Friday, September 18, 2009

I Should Have Known Continued.......

Someone commented on my previous post and asked how I could question God's will. I wasn't questioning His will at all. In fact, I wasn't even thinking about God. When we first lost Daniel I found it hard to not blame God. I was very angry. I couldn't understand why he would allow yet another loss in my life - let alone the loss of my son. Over time I have learned - or at least have come to interpret - that God doesn't make things happen in our life. I believe that things happen and God is there to help us, to guide us through life to make the right decisions and have faith and hope in our lives. Religion is a touchy subject, but I have always been open-minded to how each of us wants to include God in our lives.

If I am questioning anything - it is my ability as a mother. I carry around a lot of guilt for each of my children - like when Sean split his lip open when he was two years old or the fact that Mia has a bad cough. The same goes with Daniel's death. I remember John said something in the hospital while we were waiting to deliver Daniel - "Do you think he was in pain?". I of course said no but the thought crossed my mind and I often wonder this. As a mother we don't want our children to hurt.

Realistically I know its not my fault - I did not intentionally hurt Daniel just like I didn't intentionally get Mia sick, but its hard to let that go. The commentary said something about God now haveing a perfect little angel. Well I'm happy for God but, honestly, the selfish part of me would take that perfect little angel away from God in a second if I could.

2 comments:

Lea said...

"Well I'm happy for God but, honestly, the selfish part of me would take that perfect little angel away from God in a second if I could". Such true, true words. I will never understand or agree when people say that to me. Ridiculous. Our Angels belong with us.

I also understand, whole heartedly about the guilt. As much as we know that there is nothing more we could have done, as a mom, we strive to protect our children from harm, pain, heartache... It is so hard to accept that when something happens to them that it wasn't our fault in some way. We always find a way to blame ourselves.

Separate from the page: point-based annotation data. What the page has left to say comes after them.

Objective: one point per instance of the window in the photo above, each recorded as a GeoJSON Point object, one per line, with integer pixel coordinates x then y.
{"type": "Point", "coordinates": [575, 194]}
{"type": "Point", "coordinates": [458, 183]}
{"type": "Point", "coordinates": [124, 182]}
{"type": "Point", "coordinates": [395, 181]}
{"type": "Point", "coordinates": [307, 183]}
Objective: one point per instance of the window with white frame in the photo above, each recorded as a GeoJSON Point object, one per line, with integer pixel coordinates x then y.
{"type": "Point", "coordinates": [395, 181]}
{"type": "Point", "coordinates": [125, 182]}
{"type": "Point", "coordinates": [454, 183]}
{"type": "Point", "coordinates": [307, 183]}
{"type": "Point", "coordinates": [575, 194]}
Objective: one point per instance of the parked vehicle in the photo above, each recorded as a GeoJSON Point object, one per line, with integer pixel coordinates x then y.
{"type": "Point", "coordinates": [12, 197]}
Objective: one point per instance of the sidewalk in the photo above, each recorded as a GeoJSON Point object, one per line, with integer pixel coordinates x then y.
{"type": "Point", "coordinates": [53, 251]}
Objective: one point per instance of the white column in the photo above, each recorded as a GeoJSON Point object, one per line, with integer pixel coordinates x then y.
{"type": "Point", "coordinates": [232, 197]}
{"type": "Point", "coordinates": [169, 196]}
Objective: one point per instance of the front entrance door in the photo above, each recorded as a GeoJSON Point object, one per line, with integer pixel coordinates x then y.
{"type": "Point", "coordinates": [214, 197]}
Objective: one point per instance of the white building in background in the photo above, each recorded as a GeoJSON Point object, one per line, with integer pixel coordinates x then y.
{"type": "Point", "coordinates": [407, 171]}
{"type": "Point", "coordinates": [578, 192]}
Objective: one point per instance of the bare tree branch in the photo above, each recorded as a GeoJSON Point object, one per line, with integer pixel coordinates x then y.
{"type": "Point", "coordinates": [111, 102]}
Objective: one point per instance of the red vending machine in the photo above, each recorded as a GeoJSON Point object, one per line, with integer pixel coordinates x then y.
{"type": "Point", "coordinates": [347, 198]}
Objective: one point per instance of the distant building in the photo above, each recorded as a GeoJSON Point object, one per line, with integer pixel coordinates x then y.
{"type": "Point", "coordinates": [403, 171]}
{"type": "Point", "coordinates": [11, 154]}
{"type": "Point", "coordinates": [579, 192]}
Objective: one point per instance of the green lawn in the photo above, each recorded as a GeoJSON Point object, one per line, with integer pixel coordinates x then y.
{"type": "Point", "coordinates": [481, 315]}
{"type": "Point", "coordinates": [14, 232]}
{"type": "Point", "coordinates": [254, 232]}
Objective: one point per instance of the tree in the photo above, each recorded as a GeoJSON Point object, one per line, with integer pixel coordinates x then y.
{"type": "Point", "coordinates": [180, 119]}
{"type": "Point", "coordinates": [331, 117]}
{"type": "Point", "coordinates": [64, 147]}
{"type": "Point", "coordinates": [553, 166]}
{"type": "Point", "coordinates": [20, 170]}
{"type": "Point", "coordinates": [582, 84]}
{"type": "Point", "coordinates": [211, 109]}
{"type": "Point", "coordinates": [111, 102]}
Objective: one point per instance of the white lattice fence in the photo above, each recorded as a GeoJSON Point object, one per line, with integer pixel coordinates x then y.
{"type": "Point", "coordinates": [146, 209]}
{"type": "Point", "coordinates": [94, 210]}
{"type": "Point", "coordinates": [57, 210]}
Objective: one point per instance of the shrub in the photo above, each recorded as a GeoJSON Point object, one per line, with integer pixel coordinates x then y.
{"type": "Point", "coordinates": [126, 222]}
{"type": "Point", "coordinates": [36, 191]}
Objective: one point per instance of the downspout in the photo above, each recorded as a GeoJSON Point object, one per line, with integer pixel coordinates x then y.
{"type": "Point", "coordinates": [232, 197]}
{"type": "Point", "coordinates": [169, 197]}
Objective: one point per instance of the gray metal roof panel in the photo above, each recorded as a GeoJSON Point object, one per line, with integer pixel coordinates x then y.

Thinking of you and Daniel today.

Anonymous said...

I miscarried at only 6wks, but the loss is still there. And the questioning and even just being angry at God is there too. I do not see how anyone who has lost a child (miscarriage, still born, or any other way) could not. Personally, I think God understands that it is through our grief that our anger and questioning comes. We can accept and understand that God always has a plan, but it does not make it any easier to deal with our child not being with us.
I have also dealt with such an overwhelming amount of guilt. It's like what could I have done so that my child would still be with me. I think acceptance becomes easier as we go, but it will never be forgotten.
So sorry for your loss, I know yours was far worse than mine; being farther along. My thoughts and prayers are with you.